To be honest, it wasn’t all his fault. It’s not as if he was really a boiler, and the sound was different, but the villagers always claimed they couldn’t tell. So, the leaders had a meeting and accused him of being a bad element, ruining the spring plowing. They threatened to punish him. I knew what the meetings were for, but I wasn’t worried. Even if punishment meant ropes and knives, they’d have no chance. The previous leaders had tried, but even a hundred people couldn’t catch him. Dogs weren’t any use – pig brother moved like a torpedo, knocking them through the air. But who could have known they’d be out in force this time?

The political instructor brought -odd people with May 5th rifles, the assistant political instructor had a dozen with firelocks and they trapped him between two lines outside the pigpen. And what should I have done? As his friend I should have grabbed a pair of pig-slaughtering knives and run up to him, standing shoulder to shoulder. But that seemed just a bit too odd – I mean, a pig’s a pig, after all. Plus, I didn’t dare go against the leaders, and maybe that was the real reason.

So, I watched from the side, admiring his composure as he stood firm between the guns. The men shouted and the dogs barked, yet he didn’t budge. That way, if the rifles fired they’d kill the men with pistols, and vice versa. And if they both fired, they’d all die. But he was a smaller target, and he’d probably be fine. After a few circuits he found a gap, pushed his way through and fled proudly.

I saw him once, in the sugarcane fields. He’d grown tusks, and he recognized me, but he wouldn’t let me get close. His coldness made me sad, but I could understand why he wanted to keep his distance from us people and our dark plans.

I’m forty now, and apart from that pig I’ve seen no one who dared to ignore life’s constraints like that. Yet I’ve seen plenty who want to organize other people’s lives, and others who simply accept life’s organizations.

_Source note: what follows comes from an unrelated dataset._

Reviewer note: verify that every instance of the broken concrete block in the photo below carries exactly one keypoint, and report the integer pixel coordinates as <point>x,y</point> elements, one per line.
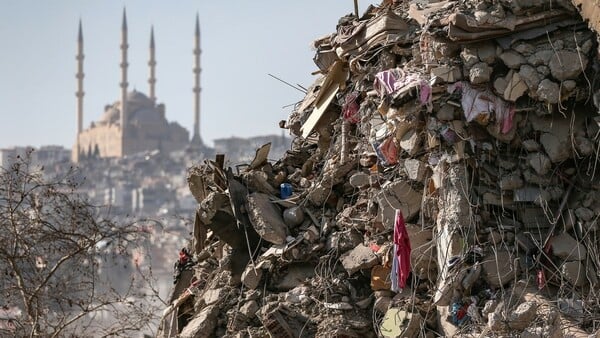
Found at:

And so, I always remember that peculiar pig.

7 Comments »

  1. hey roddy, thanks for posting this translation, which i asked about a couple of months ago. i’m impressed with the feedback you got on chinese-forums. do you know of any other sites where people post their translations for peer comment?

    Comment by darryl sterk — 1/12/2005 @ 12:01 pm

  2. 你好Roddy,你翻译的是《一只特立独行的猪》对吧?真好,没想到老外也看王小波,更没想到还会有老外翻译他的作品。

    真不错!!!:)我刚把他的主要作品看完。

    ps
    I am Againstwind.

    Comment by 迎风追 — 8/16/2006 @ 6:37 pm

  3. I’m a chinese who appreciate Wang Xiaobo’s works very much.And my major is English.When I read your traslation on this website , I ‘m so excited.Have all of Wang’s works been translated yet? Or did you translate the other works of his?

    Comment by Jason Yao — 12/18/2006 @ 12:03 pm

  4. Only you can convey’ the internal structure’, you share his sense of humor. I can read you out of this. Its wonderful.

    –your admirer

    Comment by mox — 12/20/2006 @ 5:11 am

  5. Hello,
    SUNY Press is publishing first English translation of three novellas, “The Golden Age,” “2015,” and “East Palace, West Palace.” Li Yinhe gave permission for translation and it will be available in March. Go to http://www.sunypress.edu for details.
    Thanks,
    Susan Petrie/ SUNY Press

    Comment by susan petrie — 2/12/2007 @ 10:55 pm

  6. wonderful. one thing I always want to do. I love his writing so much, especially his “bronze age”.

    Comment by wang2 — 8/4/2007 @ 4:49 am

  7. Very nice translation.

    However, there are two small mistakes; 花花公子 which in the context denotes someone who plays the field was mistranslated as “sleep around”, so was 五四式手枪, Type 54 pistol.

    在下班门弄斧,言语失当之处,还望Roddy海涵。